Our Finding An Edge At The Track series looks at some of Australia’s best racetracks and asks our pro punters for any tips when betting on them. Today, we check out Canterbury Racecourse in Sydney.
Canterbury Racecourse, one of the youngest by Australian standards, is known for having a few unique characteristics. The track itself is smaller and tighter than many others in Australia, and the surface is arguably one of the very best in the country.
Canterbury is home to many mid-week racing events and is also famous for night race meetings. The club puts together nights that are not only focused on racing but also entertainment for the many punters who flock there.
Finding An Edge at Canterbury Racecourse
Pro punter Mark Rhoden is our NSW racing guru. We asked him where he thought everyday punters could find an edge at Canterbury.

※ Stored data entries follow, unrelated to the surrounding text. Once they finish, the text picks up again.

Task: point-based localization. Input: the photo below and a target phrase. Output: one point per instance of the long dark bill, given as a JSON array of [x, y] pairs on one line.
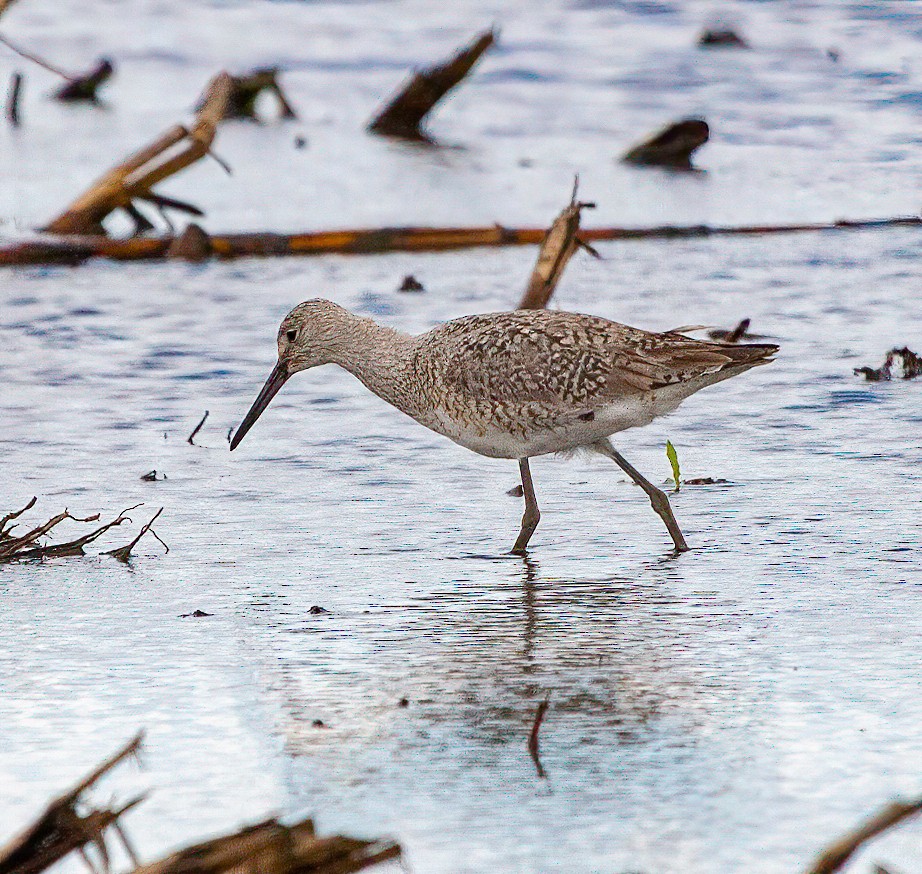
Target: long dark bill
[[275, 381]]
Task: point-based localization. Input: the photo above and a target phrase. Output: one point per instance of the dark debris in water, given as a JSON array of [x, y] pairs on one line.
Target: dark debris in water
[[411, 283], [672, 147], [910, 364], [723, 39], [29, 545]]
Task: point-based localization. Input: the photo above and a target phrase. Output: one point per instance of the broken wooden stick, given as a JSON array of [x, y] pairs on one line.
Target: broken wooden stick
[[66, 825], [191, 438], [376, 240], [26, 546], [12, 99], [533, 749], [672, 147], [403, 115], [838, 853], [245, 90], [557, 247], [272, 848], [123, 553], [85, 87], [135, 177]]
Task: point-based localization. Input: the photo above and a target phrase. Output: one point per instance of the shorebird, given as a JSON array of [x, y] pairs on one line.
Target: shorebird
[[514, 384]]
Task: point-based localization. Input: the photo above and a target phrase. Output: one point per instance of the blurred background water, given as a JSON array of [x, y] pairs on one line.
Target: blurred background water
[[730, 709]]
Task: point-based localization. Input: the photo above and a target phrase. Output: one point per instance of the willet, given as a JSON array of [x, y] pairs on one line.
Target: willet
[[514, 384]]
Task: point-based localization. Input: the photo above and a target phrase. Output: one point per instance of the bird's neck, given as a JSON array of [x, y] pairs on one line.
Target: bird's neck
[[378, 356]]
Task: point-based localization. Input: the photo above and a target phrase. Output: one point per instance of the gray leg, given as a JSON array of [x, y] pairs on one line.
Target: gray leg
[[532, 513], [657, 496]]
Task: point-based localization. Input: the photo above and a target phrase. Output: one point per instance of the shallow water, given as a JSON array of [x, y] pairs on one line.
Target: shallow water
[[730, 709]]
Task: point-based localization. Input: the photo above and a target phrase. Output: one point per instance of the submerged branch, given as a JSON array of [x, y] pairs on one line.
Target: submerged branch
[[838, 853], [557, 247], [374, 241], [26, 546], [135, 177], [62, 829], [403, 116]]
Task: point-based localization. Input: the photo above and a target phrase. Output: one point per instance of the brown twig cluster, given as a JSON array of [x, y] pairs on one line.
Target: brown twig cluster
[[134, 178], [834, 857], [22, 547], [70, 824], [268, 847]]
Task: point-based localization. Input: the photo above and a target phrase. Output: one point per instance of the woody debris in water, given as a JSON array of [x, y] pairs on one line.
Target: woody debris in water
[[70, 823], [245, 91], [84, 88], [269, 847], [672, 147], [403, 116], [558, 246], [27, 546], [834, 857], [134, 178]]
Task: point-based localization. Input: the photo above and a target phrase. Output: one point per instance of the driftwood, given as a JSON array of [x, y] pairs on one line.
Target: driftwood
[[910, 362], [272, 848], [61, 829], [725, 38], [557, 247], [26, 546], [672, 147], [76, 88], [740, 332], [838, 853], [12, 99], [134, 178], [78, 249], [403, 115], [84, 88], [246, 89]]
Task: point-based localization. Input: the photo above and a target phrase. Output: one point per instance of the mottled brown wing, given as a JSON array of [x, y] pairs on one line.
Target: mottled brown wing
[[563, 359]]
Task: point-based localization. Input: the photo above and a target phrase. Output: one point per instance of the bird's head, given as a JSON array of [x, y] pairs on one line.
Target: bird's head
[[308, 337]]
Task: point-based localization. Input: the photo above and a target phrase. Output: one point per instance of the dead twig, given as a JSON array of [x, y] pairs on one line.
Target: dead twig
[[246, 89], [26, 546], [838, 853], [134, 178], [403, 115], [672, 147], [84, 88], [12, 99], [61, 829], [196, 429], [533, 749], [123, 553], [558, 246], [376, 240]]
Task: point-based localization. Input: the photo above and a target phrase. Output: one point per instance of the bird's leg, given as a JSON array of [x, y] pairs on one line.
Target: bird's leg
[[657, 496], [532, 513]]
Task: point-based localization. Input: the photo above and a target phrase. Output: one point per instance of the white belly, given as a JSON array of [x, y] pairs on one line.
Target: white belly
[[530, 440]]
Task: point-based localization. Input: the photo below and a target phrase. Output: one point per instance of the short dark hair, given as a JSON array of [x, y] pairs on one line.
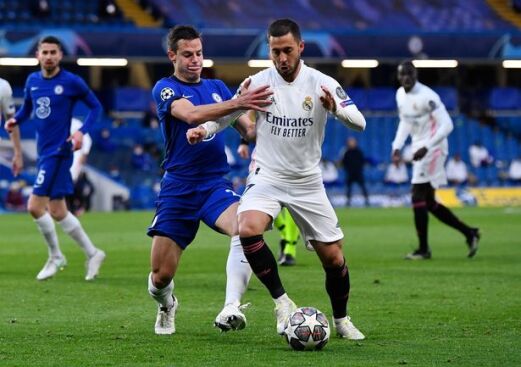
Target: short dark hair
[[181, 32], [281, 27], [50, 39]]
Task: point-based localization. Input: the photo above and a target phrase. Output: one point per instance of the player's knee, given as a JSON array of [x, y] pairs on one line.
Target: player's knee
[[418, 194], [161, 278], [249, 226], [35, 210]]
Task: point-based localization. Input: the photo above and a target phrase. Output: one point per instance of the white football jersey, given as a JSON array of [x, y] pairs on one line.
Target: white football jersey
[[6, 98], [424, 117], [290, 134]]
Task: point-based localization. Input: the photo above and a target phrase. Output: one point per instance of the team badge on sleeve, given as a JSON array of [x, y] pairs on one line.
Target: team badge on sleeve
[[217, 98], [341, 93], [166, 93], [307, 105]]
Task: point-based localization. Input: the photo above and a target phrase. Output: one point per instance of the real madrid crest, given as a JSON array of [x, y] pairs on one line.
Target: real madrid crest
[[307, 105], [341, 93], [58, 89]]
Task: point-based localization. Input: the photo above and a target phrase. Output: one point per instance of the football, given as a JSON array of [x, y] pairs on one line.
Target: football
[[307, 329]]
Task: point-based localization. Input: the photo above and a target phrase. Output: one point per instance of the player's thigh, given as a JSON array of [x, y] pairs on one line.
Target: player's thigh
[[164, 257], [177, 212], [314, 214], [37, 205], [227, 221], [260, 203], [219, 210]]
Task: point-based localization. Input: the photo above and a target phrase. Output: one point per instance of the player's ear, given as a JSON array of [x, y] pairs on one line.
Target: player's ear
[[171, 55]]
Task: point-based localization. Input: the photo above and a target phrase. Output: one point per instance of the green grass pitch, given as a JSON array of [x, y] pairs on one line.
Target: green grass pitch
[[449, 311]]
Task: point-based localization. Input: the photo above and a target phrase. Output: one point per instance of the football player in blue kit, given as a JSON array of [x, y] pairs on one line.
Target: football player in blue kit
[[193, 188], [50, 95]]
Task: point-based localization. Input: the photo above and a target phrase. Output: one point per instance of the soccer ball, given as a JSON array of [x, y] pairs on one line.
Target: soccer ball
[[307, 329]]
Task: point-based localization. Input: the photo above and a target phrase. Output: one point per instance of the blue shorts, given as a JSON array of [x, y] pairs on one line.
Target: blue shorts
[[54, 177], [182, 205]]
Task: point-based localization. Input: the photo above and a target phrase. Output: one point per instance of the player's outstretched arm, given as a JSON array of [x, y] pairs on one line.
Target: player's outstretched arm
[[256, 99]]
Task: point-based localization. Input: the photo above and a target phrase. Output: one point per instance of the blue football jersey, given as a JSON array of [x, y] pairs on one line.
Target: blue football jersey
[[182, 160], [51, 102]]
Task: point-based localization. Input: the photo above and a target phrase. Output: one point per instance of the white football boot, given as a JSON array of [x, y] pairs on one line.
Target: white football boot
[[93, 264], [51, 267], [345, 329], [282, 313], [165, 321], [231, 317]]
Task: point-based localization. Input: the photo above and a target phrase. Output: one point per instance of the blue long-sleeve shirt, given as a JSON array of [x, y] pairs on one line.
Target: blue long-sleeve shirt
[[51, 101]]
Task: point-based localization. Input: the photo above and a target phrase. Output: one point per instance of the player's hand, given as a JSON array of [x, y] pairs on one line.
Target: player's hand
[[243, 151], [17, 163], [77, 140], [196, 135], [327, 100], [10, 124], [255, 99], [419, 154], [396, 155]]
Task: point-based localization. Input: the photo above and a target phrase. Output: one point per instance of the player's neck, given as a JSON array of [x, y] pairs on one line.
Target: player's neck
[[291, 78], [50, 74], [185, 80]]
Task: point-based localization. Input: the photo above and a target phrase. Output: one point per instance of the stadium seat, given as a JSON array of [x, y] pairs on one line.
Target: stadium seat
[[505, 98]]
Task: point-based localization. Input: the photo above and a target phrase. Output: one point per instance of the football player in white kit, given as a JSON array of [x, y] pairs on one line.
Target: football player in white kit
[[424, 117], [285, 171], [8, 110]]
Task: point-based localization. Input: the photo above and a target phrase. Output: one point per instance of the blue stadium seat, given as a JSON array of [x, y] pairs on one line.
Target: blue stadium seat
[[505, 98], [449, 97], [131, 99], [381, 99]]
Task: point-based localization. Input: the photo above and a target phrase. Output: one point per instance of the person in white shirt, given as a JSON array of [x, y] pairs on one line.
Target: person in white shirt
[[514, 171], [396, 173], [457, 171], [7, 109], [424, 117], [285, 172]]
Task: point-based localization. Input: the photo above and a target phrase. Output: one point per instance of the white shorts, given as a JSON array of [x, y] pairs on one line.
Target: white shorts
[[430, 169], [307, 203]]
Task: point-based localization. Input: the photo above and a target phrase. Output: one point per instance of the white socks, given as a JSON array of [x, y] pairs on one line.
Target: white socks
[[238, 273], [282, 299], [162, 296], [46, 226], [72, 226]]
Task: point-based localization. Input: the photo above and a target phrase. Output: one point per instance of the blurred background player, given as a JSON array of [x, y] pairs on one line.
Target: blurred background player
[[423, 116], [353, 162], [7, 109], [51, 94], [193, 188], [79, 201], [289, 232]]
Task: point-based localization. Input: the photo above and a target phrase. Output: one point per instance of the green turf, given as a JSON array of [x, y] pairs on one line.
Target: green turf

Mark has compiled over $9,500 profit across Sydney metro and provincial race meetings since his members' service launched.
Are there any nuances to Canterbury that you notice in your analysis?
Canterbury is a tighter track than most other metropolitan tracks, so it can be harder to make ground. In previous years, wet tracks tended to lead to winners getting out wider on the track, but that’s not been the case in recent times.
Canterbury is the home of night racing in Sydney. How do conditions at night change the way the track plays?
To be honest, I’m not sure it makes a huge difference – the track condition and rail position are more important. In the early days of night racing, theories abounded about horses “not wanting to run into the shadows”, but I haven’t noticed on-pacers being any more advantaged at night than during the day.
How does the Canterbury surface differ to other NSW tracks and does it benefit certain runners?
It’s a tremendous wet-weather surface – unless it rains during the meeting, or there has been prolonged cold and wet weather. It rarely gets very heavy, and it also drains and recovers very quickly. So a horse that excels on a bottomless track would be better placed at a wet Randwick than a wet Canterbury, for instance.
What sort of runner (pace-wise) is most suited and why?
Definitely on-pacers, and of late rails-in-run horses, even on softer tracks.
Are there any jockeys or trainers that you really like at Canterbury and why?
No, but it is the sort of track where an unfashionable apprentice can get on a leader and get away with a race at big odds – so certainly not put off by the lesser lights if the map is right.
Randwick and Rosehill handle most of the big races in NSW. Is there a time of year when Canterbury offers some good betting opportunities?
Canterbury plays pretty consistently so is always worth betting on. The summer night season is generally pretty good, but really I’m always happy to bet there.
What tips would you give for your average punter betting at Canterbury?
It’s a good track to bet on. What’s most important is you can get your map right – if so, you’ve got a great head start.